Sometimes I don't get why I bother, because I know that I'm a disgusting cretin and that no one should care about anything I have to say or accomplish, that I'd do better to push a bullet through my skull in the expanse of a pine forest. I should've been aborted. I've taken to studying disgusting things. Since childhood I've had a fascination with occultism and esotericism and that's led me to two different pathways, the Left and Right handed paths respectively. Years ago I had a close personal friend (who I no longer communicate with whatsoever) attempt to point me in the direction the Order of Nine Angles and the Tempel ov Blood, and since it's been long enough since I've spoken with them I've found myself interested to study this material from my current standpoint as a Structural Marxist in training. So, I want to read Iron Gates and Siege and see what fucked up this person possibly irreparably. As a side note, I now claim Structural Marxism since I at least have enough respect for Maoists to not want someone as putrid as myself associated with them, and Althusser is a worthy master figure for a progessive leaning person riddled with mental health issues and plagued with suicide ideation. We're together in this.
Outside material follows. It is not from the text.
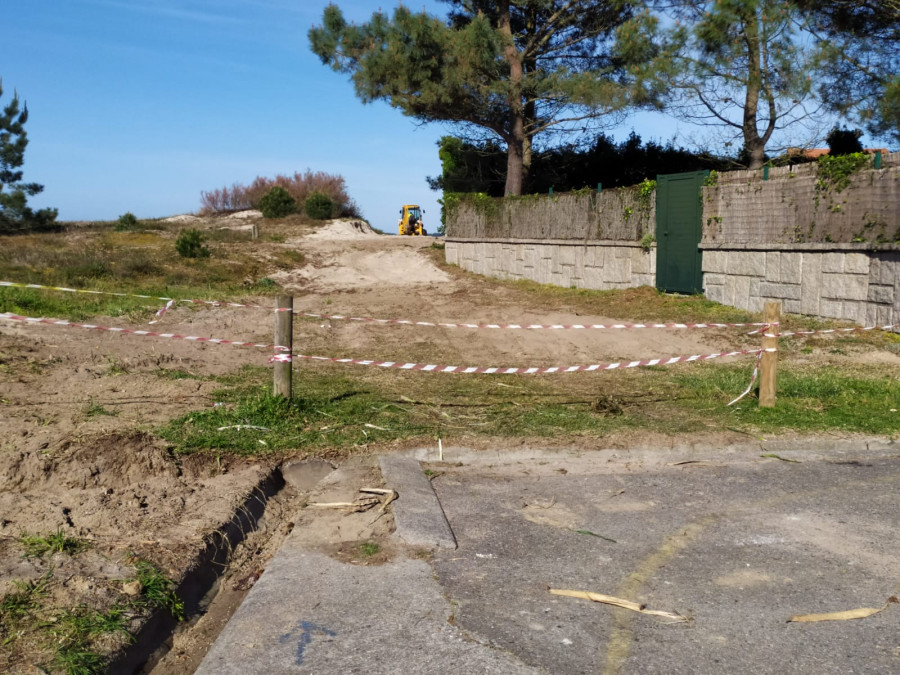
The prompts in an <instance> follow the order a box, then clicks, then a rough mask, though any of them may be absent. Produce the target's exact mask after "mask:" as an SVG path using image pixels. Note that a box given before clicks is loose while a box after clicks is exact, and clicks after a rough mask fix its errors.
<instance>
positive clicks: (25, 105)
mask: <svg viewBox="0 0 900 675" xmlns="http://www.w3.org/2000/svg"><path fill="white" fill-rule="evenodd" d="M2 96H3V83H2V81H0V97H2ZM27 121H28V106H27V105H26V104H24V103H23V104H22V106H21V108H20V106H19V95H18V93H14V94H13V97H12V100H11V101H10V102H9V103H8V104H7V105H6V107H5V108H3V111H2V112H0V232H15V231H22V230H42V229H47V228H48V227H50V226H51V225H53V223H54V221H55V220H56V215H57V210H56V209H40V210H39V211H33V210H32V209H31V208H29V207H28V197H33V196H34V195H36V194H39V193H40V192H41V191H42V190H43V189H44V186H43V185H38V184H37V183H23V182H21V181H22V170H21V167H22V164H24V162H25V146H27V145H28V137H27V135H26V133H25V122H27Z"/></svg>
On the other side of the spectrum I've been interested to read Revolutionary Demonology from the mysterious Gruppo di Nun, as I've been quite curious to see various attempts to combine radical emancipatory politics with Left Hand Path occultism. But, before I engage with any of this seriously there's a couple of books I'd like to read as introductions to the study of Western Esotericism from an academic perspective, since the field has grown so much in the last couple decades to the point of being a serious field of study for anyone interested. Recently, I've been trying to source more books from Georges Bataille, the other half of my French adventure. For Deleuze I've reduced my interest to two of his books. When I think about killing myself I always picture it with a handgun in .22 so that there's no exit wound and the bullet can scramble my brain, I always have too much swimming around in it, so the addition of hot metal is only natural. Regardless of how much I want to kill myself I'll always have too much to read, if I've put it off for this long I can put it off for a few more books.